Specializes in Med/Surg,Cardiac.

I usually hook them as a secondary to a bag of NS. My facility doesn't care though. I run the NS at kvo and set a low limit so all the antibiotic will infuse without infusing much saline.

Question to a poster above: a facility required IVs from ER to be changed within 24 hours? I've been in a facility where they required change upon admit if from a different facility but from the ER? Whew, I'd have to stick every patient. Seems like a waste of supplies if the existing IV were patent.

It depends on your facility's policy. Our policy is that intermittent infusions need tubing changes q24h.

Specializes in Infusion Nursing, Home Health Infusion.

When you have any type of locked VAD and you are administering IV medications intermittently you will use primary intermittent tubing. According to INS these type of tubing should be changed every 24 hrs b/c of the connections and disconnections are on a more frequent basis they are more likely to cause and infection. The CDC does make make a recommendation on this issue. You should use a sterile end cap on the end of the tubing that is designed for this purpose and not something like the cap on an NS pre-fill and always scrub your needleless connector for 10-15 seconds with alcohol or per your policy.

Specializes in Emergency, Pre-Op, PACU, OR.
a facility required IVs from ER to be changed within 24 hours? I've been in a facility where they required change upon admit if from a different facility but from the ER? Whew, I'd have to stick every patient. Seems like a waste of supplies if the existing IV were patent.

Here it is 24 hours for a pre-hospital stick, and 72 hours for ED sticks. I agree, an ED IV start should be as good as a start from any floor.. However, we also label our pre-hospital IV starts both at the site and in the documentation as field starts, so the floor nurses know where the IV was started.

Specializes in Pediatrics and Med Surf Float.

Question to a poster above: a facility required IVs from ER to be changed within 24 hours? I've been in a facility where they required change upon admit if from a different facility but from the ER? Whew, I'd have to stick every patient. Seems like a waste of supplies if the existing IV were patent.

yup. I heard it from a number of nurses there on a number of different units. I don't know the reason why and in hindsight, I should have asked. I have read the pre-hospital sticks are changed quicker than in-hospital sticks but as you said, why is an ER IV any different than any other IV? now that you mention it, it really does not make sense.

Specializes in Med/Surg,Cardiac.

If I were a patient there I'd refuse. It usually takes a couple of tries to get one on me anyway. Patients feel enough like pincushions without adding extra IV sticks.
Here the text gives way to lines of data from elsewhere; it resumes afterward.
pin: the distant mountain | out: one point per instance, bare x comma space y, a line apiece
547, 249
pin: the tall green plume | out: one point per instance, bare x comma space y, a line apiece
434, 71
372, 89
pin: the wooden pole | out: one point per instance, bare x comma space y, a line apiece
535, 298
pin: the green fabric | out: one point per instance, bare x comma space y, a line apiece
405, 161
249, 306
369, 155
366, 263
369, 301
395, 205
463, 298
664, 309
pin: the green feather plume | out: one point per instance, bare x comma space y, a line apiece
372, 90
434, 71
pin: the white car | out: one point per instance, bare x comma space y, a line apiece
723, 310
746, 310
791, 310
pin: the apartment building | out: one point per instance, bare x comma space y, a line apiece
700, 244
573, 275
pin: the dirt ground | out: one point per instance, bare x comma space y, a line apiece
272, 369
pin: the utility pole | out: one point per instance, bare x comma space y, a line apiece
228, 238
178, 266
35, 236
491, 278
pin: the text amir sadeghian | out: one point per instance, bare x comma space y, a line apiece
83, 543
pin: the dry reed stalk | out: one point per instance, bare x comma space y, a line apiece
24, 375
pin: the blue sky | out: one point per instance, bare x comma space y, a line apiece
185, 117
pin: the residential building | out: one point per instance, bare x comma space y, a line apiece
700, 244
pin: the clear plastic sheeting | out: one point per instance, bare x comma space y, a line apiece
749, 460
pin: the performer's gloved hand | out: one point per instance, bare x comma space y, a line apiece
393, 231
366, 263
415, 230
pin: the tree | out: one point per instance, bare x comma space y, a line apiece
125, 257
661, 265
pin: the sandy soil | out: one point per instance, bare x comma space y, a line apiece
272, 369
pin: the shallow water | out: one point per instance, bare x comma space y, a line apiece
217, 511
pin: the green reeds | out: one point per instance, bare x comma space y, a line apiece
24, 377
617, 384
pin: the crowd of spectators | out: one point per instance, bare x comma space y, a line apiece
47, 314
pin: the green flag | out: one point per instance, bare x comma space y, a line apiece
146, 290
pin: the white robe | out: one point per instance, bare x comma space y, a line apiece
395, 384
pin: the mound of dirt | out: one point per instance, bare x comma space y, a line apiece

Specializes in Pediatric Cardiology.
PediLove - I should have qualified my response. Foremost, facility P & P should be followed and you're right - some things MAY be daily, q72 hrs, or weekly, or whatever per policy. But they must be dated and everyone providing care is responsible that the date falls within the correct allowable window of time. Many times I've heard from previous shifts (and my own shift staff)- "oh I wasn't responsible, day shift should have done (did?) it yesterday, blah, blah, blah". Not acceptable!

Thank you.

Oh okay I understand. No problem :)

Specializes in Pediatric Cardiology.
I usually hook them as a secondary to a bag of NS. My facility doesn't care though. I run the NS at kvo and set a low limit so all the antibiotic will infuse without infusing much saline.

Question to a poster above: a facility required IVs from ER to be changed within 24 hours? I've been in a facility where they required change upon admit if from a different facility but from the ER? Whew, I'd have to stick every patient. Seems like a waste of supplies if the existing IV were patent.

Agreed. Why are their IVs no good?

Specializes in Pediatric Cardiology.

Agreed. Why are their IVs no good?

ETA: just saw your reply, you're baffled too.

Specializes in Critical Care.
... The CDC does make make a recommendation on this issue. .

I think you meant to say the CDC does not recommend changing tubing q 24 hours.